I'd like to highlight the Introduction of nmcp.pdf which explains in a very compressed form how it works which encompass all the magic.
"The lossless data compressor employs the traditional predictive approach: at each time t, the encoder uses the neural network model to compute the probability vector p of the next symbol values t knowing all the preceding symbols s0 up to st−1. The actual symbol value st is encoded using an arithmetic encoder with approximately −log2 ( pst ) bits. Then the model is updated knowing the symbol st. The decoder works symmetrically so there is no need to transmit the model parameters. It implies both encoder and decoder update their model identically.
When no preprocessing is done, st represents the byte at position t. Hence there are Ns= 256 different symbol values from 0 to Ns−1."
For those usually familiar with Huffman coding this is using an Arithmetic coding https://en.wikipedia.org/wiki/Arithmetic_coding
It allows adaptive coding (i.e. changing the probabilities of symbols dynamically). Here these probabilities are modelled dynamically using a neural network.
The magic is that the neural network parameters are defined implicitly : You don't need to transmit the neural network parameters, therefore you can use as big as you want neural network.
During the decoding the from scratch network is continuously trained using the freshly decoded data, in the same way that it was during the encoding. The more data you compress, the more you train the internal neural network parameters, and the better the prediction for next character gets.
You decode 20 bytes, you update the model with this new data, you decode 20 new bytes with the new model, you update the model,... , every 1000000 bytes you can even update your model multiple times using all currently available data to make the network converge faster.
Of course this only works if everything is exactly deterministic, which Fabrice Bellard took great effort in guaranteeing, which is no small engineering feat.
I was just working on a similar project and didn't think you could do decode without sending weights, amazing!
The concept is rather intriguing in terms of having a compression algorithm that evolves towards an ideal optimization asymptote. I, for one, would be annoyed at the thought that the compression of an identical artifact might result in a different compression size output as it would seed doubt as to whether they actually had the same input.
As long as the initial state of the network is fixed, the compressed output will be identical every time.
What is the probability that there are no collisions by the encoder?
100%.
What do you mean by collisions?
As described, arithmetic coding does a 1:1 mapping of input-output, while NN deterministically generates probability distribution for the arithmetic coding.

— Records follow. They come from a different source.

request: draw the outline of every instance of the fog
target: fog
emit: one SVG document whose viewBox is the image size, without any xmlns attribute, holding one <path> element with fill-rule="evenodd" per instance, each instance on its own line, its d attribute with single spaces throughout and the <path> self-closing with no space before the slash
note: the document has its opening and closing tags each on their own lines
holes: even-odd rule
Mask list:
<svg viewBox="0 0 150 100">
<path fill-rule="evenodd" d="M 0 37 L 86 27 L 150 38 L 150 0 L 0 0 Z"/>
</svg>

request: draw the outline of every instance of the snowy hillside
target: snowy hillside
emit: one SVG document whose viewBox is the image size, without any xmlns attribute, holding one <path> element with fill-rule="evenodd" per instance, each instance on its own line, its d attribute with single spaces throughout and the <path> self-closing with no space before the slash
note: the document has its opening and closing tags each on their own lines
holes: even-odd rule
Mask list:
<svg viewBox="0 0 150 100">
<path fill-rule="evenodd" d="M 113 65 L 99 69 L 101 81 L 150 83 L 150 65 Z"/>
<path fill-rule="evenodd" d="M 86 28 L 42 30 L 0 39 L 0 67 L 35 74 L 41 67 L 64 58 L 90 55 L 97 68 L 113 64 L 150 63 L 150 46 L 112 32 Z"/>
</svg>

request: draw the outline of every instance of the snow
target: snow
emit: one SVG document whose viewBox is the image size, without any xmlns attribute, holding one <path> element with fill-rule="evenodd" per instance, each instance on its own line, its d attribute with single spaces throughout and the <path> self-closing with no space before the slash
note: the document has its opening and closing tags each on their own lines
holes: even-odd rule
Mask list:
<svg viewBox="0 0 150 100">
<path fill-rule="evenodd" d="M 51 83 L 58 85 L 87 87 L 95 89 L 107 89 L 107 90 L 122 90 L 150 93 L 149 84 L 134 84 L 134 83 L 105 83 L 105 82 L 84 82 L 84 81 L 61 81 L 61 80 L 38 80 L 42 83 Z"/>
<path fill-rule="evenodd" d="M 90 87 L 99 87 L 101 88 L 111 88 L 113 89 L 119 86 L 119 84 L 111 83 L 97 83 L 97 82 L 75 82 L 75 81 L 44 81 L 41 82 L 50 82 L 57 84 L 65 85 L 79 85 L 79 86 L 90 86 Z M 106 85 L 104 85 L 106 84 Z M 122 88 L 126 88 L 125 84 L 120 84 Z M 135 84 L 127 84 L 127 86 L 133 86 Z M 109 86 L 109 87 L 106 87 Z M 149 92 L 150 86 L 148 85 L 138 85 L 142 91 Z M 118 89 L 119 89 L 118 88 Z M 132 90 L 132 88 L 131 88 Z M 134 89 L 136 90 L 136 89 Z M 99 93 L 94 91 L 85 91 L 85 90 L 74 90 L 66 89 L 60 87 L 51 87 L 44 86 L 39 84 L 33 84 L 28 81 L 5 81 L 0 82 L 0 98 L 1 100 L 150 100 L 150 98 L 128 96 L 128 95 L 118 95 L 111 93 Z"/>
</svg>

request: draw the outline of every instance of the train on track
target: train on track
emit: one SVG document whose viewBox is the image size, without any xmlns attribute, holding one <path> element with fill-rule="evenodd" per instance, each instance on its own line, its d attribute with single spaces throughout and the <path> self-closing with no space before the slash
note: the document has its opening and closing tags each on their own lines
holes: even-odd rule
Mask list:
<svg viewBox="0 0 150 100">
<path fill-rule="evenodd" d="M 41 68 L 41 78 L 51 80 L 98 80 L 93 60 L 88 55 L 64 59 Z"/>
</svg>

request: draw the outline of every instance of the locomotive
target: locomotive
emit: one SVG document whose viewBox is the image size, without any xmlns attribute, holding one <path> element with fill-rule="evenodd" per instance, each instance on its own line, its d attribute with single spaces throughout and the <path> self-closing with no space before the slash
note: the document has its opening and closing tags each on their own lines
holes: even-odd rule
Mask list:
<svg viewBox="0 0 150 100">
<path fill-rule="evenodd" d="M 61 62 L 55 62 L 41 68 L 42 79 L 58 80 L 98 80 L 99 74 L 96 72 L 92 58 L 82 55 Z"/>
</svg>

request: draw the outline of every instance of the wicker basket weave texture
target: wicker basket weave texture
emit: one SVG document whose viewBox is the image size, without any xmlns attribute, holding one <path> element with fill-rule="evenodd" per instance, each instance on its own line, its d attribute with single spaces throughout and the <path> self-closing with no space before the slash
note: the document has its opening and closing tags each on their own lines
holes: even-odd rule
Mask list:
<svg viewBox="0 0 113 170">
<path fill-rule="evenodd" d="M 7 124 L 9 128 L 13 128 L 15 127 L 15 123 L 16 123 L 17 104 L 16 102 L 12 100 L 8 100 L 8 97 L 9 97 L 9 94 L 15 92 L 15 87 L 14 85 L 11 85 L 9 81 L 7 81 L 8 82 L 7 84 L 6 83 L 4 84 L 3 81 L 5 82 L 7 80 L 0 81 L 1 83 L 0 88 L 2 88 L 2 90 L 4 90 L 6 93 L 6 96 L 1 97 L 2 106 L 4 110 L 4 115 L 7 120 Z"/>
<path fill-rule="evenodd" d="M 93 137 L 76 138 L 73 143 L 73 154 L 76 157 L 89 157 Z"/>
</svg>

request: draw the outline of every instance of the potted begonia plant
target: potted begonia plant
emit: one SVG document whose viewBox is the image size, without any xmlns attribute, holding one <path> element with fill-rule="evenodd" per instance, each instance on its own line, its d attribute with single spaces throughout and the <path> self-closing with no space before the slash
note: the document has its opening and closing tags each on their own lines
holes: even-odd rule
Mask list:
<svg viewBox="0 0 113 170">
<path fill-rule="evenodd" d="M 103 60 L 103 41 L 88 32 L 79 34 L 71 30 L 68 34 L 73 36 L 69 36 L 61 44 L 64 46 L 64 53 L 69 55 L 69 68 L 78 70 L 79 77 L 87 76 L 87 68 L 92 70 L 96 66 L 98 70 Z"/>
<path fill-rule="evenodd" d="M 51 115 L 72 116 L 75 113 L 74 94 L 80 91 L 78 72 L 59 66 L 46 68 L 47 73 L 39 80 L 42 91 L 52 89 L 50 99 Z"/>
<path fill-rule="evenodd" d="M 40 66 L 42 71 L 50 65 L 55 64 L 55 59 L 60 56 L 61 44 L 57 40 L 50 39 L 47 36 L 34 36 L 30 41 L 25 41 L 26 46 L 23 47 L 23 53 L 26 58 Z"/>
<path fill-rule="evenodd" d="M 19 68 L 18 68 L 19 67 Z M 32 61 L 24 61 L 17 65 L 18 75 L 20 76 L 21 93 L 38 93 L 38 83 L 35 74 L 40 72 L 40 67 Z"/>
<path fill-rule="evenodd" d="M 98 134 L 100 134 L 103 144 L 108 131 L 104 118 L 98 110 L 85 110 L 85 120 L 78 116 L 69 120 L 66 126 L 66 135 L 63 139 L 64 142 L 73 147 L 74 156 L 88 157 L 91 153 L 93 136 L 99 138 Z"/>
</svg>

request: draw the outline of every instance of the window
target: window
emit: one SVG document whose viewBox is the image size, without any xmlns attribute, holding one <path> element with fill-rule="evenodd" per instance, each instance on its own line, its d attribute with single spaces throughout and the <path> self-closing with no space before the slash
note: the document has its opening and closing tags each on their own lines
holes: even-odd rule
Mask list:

Conceptually, it would work with any deterministic / reproducible function, even a PRF or a running hash, though the point of NN is to give good distribution estimates for interesting inputs, thus short output from the arithmetic encoder.
Presumably, there are some limited choices during coding, which then need to be encoded as well.
Is the model actually trained (=updating the weights instead of just the state) during en/decoding?
Yes that's the trick, the model is trained both in the encoding and the decoding from the data that is encoded/decoded, continuously as data flows, from the same scratch in both cases and then trained with exactly the same data (the raw data).
Because of training is deterministic and the same data is presented during encoding and decoding, the weights of encoder and decoder are always kept in sync, such that the network used when encoding the nth byte is exactly the same as the network used when decoding the nth byte.
The weights of the network are the internal state.